Angel: The Hollower is a trade paperback collecting the three-issue comic book series Buffy the Vampire Slayer: Angel based on the Buffy the Vampire Slayer television series.

Story description

General synopsis
Angel has an encounter with someone from his past, and now has to face a threat he had hoped had been long destroyed: the Hollower. The Hollower is a natural predator of vampires. The hideous thing might be linked to Angel's salvation or his destruction.

The Hollower #1

Angel investigates an old horror from his past. He hopes he is strong enough to overcome the monster's unusual powers.

The Hollower #2

Angel must now face a threat he had hoped had been long-destroyed.
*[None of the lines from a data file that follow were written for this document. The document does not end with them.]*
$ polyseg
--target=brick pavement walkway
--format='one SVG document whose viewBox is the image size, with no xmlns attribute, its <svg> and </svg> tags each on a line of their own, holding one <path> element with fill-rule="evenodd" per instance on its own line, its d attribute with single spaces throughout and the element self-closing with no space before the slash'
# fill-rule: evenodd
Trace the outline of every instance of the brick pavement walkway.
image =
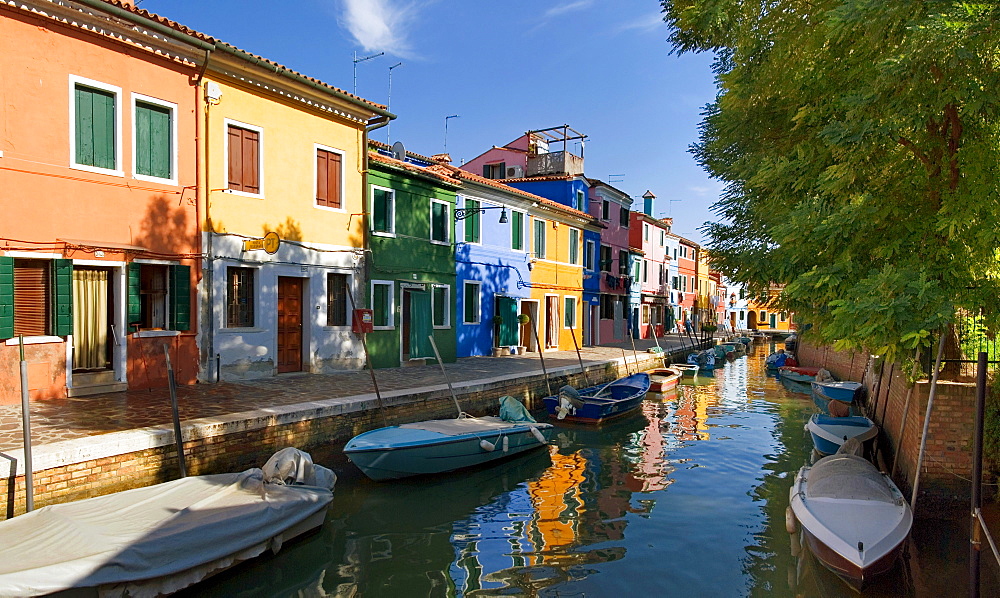
<svg viewBox="0 0 1000 598">
<path fill-rule="evenodd" d="M 659 339 L 664 349 L 690 346 L 680 335 Z M 653 347 L 652 340 L 637 340 L 636 350 Z M 623 353 L 624 349 L 624 353 Z M 580 350 L 584 364 L 604 363 L 626 356 L 632 359 L 631 342 Z M 545 353 L 549 369 L 578 364 L 575 351 Z M 469 382 L 498 377 L 516 377 L 541 369 L 538 353 L 509 357 L 466 357 L 445 365 L 452 382 Z M 382 392 L 420 389 L 444 383 L 436 364 L 422 367 L 387 368 L 375 371 Z M 288 406 L 309 401 L 353 397 L 374 392 L 367 370 L 336 374 L 283 374 L 254 381 L 195 384 L 178 388 L 182 421 L 219 417 L 262 408 Z M 46 445 L 135 430 L 150 426 L 170 426 L 170 394 L 166 388 L 132 390 L 88 397 L 51 399 L 31 404 L 32 444 Z M 0 452 L 22 447 L 20 405 L 0 406 Z"/>
</svg>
Yet the abomination known as the 'Hollower' just might be connected with Angel's salvation or destruction.

The Hollower #3

Angel comes up against the old enemy of vampires, the 'Hollower' in a battle for survival.

Continuity
Supposed to be set in Buffy the Vampire Slayer season 3. Takes place immediately after Pale Reflections, and immediately before Double Cross.

Canonical issues
Buffy comics such as this one are not usually considered by fans as canonical. However, unlike fan fiction, overviews summarizing their story, written early in the writing process, were approved by both Fox and Joss Whedon (or his office), and the books were therefore later published as officially Buffy merchandise.